To Putin, the decadent force is the West. As he put it Friday, “domestic culture at all times protected the identity of Russia,” which “accepted all the best and creative, but rejected the deceitful and fleeting, that which destroyed continuity of our spiritual values, moral principles and historical memory.” Hence, a mythic justification for taking Ukraine back from a seductive but inferior Western culture that threatens to overwhelm it and Russia.

The Trump-Carlson-white nationalist narrative is similar: America’s dominant white Christian culture is endangered by Black people, immigrants, and coastal elites who threaten to overwhelm it.  

The culture wars now being orchestrated by the Republican Party against transgender people, gay people, poor women seeking abortions, and schools that teach about sex and America’s history of racism, emerge from the same narrative as Putin’s culture war against a “decadent” West filled with “sociocultural disturbances.” As does the right’s claim that “secularists” have, in the words of former Trump Attorney General William Barr, mounted “an unremitting assault on religion and traditional values.”
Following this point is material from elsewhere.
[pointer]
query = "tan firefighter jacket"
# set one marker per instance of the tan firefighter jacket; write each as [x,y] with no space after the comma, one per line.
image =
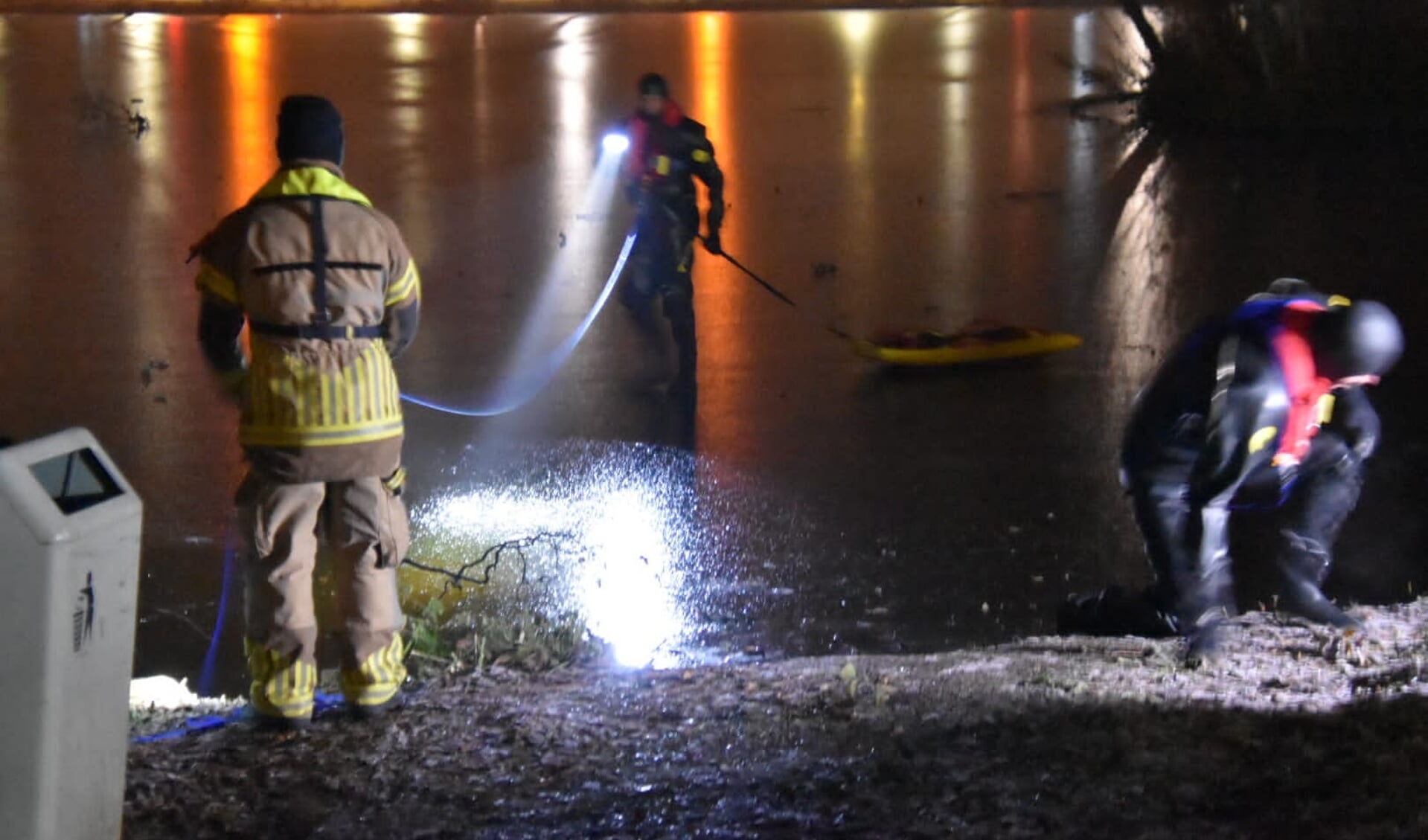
[329,293]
These tropes have served to distract attention from the systemic economic looting that oligarchs have been undertaking, leaving most people poor and anxious. Which is why the grievances that Putin, Trump, Carlson, and the GOP use are unremittingly cultural; they are never economic, never about class, and most assuredly not about the predations of the super-rich.

Reduced to basics, today’s oligarchs and strongmen (along with their mouthpieces and lackeys) are trying to justify their wealth and power by attacking liberal values that have shaped the West, beginning with the enlightenment of the seventeenth and eighteenth centuries – the values of tolerance, openness, democracy, self-government, equal rights, and the rule of law. These values are incompatible with a society of oligarchs and strongmen.

Ultimately, the oligarchs and strongmen will lose. Putin won’t succeed in subduing Ukraine, Trump won’t be reelected president, and Carlson and his ilk won’t persuade Americans to give up on American ideals. But the culture wars won’t end anytime soon because so much wealth and power have consolidated at the top of America, Russia, and elsewhere around the world that anti-liberal forces have risen to justify it.